CAVE CREEK – While 84 million people were glued to their television sets to watch the first presidential debate on Aug. 26, council held a special work study session to provide Town Manager Peter Jankowski with direction regarding the allocation of water resources outside the town’s corporate limits.
Jankowski provided the breakdown of the two water systems, Cave Creek Water System (CCWS) and Desert Hills Water System (DHWS), as well as a breakdown of the residential and commercial water utility customers in Cave Creek (2,089), Desert Hills (1,703) and Carefree (524).
The town has a Central Arizona Project (CAP) water allocation of 2,606 acre feet per year, of which it orders 2,100 acre feet.

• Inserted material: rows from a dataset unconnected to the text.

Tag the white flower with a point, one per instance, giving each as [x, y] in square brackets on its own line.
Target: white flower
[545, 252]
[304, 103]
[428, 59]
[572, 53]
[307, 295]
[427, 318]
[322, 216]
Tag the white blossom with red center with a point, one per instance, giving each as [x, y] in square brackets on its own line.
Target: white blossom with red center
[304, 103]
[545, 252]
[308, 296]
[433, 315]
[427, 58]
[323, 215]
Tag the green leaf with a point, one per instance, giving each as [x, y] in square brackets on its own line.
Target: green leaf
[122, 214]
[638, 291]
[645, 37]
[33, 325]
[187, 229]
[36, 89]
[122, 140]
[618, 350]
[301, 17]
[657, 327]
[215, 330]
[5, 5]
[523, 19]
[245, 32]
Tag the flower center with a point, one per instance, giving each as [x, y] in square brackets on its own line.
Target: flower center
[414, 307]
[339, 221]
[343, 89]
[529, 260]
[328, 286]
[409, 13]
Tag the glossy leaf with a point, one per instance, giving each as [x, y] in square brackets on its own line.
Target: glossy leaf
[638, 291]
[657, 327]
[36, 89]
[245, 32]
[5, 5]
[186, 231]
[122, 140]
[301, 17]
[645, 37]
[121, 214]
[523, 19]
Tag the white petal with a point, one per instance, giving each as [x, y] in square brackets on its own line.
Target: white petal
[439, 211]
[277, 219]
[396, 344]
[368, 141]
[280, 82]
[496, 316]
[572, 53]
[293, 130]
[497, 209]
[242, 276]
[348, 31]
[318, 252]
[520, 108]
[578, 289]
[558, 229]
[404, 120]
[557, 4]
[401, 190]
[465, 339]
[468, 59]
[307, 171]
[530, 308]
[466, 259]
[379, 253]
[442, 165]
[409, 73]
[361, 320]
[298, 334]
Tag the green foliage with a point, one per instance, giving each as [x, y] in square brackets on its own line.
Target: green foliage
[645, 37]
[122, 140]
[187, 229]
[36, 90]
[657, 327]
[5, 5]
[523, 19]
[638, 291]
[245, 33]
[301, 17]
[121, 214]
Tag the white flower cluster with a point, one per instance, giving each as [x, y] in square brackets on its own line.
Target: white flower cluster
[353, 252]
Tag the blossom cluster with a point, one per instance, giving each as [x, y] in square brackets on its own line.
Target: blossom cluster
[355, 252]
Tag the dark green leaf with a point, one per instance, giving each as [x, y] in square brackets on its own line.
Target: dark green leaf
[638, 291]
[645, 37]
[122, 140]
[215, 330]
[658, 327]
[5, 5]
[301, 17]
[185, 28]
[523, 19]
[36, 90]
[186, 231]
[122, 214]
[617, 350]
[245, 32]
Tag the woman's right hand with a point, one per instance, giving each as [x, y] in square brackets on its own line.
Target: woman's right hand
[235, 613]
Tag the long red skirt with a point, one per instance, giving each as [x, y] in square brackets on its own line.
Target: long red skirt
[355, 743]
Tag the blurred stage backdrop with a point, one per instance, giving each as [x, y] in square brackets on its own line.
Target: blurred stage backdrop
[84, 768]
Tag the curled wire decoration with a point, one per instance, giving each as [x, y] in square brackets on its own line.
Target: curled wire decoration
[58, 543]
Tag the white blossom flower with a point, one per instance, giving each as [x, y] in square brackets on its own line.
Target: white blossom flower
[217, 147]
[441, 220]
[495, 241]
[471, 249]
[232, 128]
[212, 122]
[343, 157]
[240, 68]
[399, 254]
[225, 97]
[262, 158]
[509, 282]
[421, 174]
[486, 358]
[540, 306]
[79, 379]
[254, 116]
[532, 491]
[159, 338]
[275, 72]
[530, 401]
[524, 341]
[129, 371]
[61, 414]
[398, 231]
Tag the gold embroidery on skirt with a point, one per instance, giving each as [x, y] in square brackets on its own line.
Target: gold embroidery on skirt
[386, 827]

CCWS is supplied by 100 percent CAP water and DHWS, while it has no CAP allocation, the town provides DHWS approximately 402 acre feet per year.
When the town applied for additional CAP allocations, it designated, but never awarded, 386 acre feet for DHWS.
Currently, DHWS’s water supply is 55 percent CAP and 45 percent wells.
Jankowski provided council with four separate scenarios in the DHWS for which he was seeking direction from council. They included an issue of multiple meters on a single lot; A developer request to trade a well on his subdivision in the DHWS in exchange for hooking up to DHWS; subdivisions requiring a 100-year assured water supply in the town consist of three or more units, while in the DHWS the county considers a subdivision five or more units; and whether the town wants to authorize reimbursement to homeowners for damage to their landscaping and pressure reduction valves due to increased pressure in the water lines following the repair of a section of the town’s water line that was in very poor condition.
Call to the Public, Robert Morris emphasized the town has no legal obligation to support growth in the Desert Hills area.
Kerry Smith provided council members with an analysis he completed and stated while the town’s figures account for the current water customers, it doesn’t take into account the commitments it has already made, such as Cahava Springs, Hidden Rock, possibly either 48 or 30 units at Windmill Village, Meritage Homes might come back with another proposal and talk of a potential new hotel in the town core.
Jankowski interrupted to say they were starting the meeting at the end by allowing citizens to discuss the agenda item before council rather than Call to the Public being a means to raise issues not on the agenda.
Before ending Call to the Public, Water Advisory Committee (WAC) Chair Tony Geiger said he’d like to make a statement and would reserve his other comments for later discussion.
Geiger stated, “It’s very disappointing that the WAC has been left out of the loop in preparation for this discussion. We were never asked to participate, to evaluate or offer any input.”
He said this was also not the first time they’ve been ignored on water issues and stated, “I don’t understand why we’re doing these things backwards.”
Jankowski stated he was very concerned about the amount of water the town was sending to DHWS and, based on the four scenarios he presented, asked, “What direction does council want to go down?”
Noting DHWS has no CAP allocation of its own, Jankowski said, “Water is crucial to the growth of Cave Creek and I just want guidance.”
Town Attorney Bill Sims advised council it has no obligation to provide water to out-of-town customers. However, he stated, “Once you start, you can’t stop.”
Sims said the town could charge those customers more but only if it costs the town more to serve customers outside the town’s corporate limits.
Seeking clarification, Vice Mayor Steve LaMar asked if that meant they have to serve everyone in Desert Hills that requests service or just continue to serve those who are already customers.
Sims replied, “The later.”
LaMar asked if there was an operational downside if the town discontinued further expansion in Desert Hills.
Councilman Ernie Bunch questioned how they could charge those customers more.
Sims stated the town would have to document all the costs associated with the higher cost of providing them service.
As Bunch made a few more queries, there was discussion of Arizona’s law that allows developers to obtain a 100-year assured water supply for a subdivision by replenishing water within the active management area, even though the water being used is not connected.
Sims advised council there were a handful of municipalities, including Cottonwood, which require developers to not only have a 100-year assured water supply for a subdivision, but must also bring their own water supply.
Council would need to pass an ordinance to impose that as a requirement.
In the interim, council directed Jankowski to not allow any more new customers in the DHWS.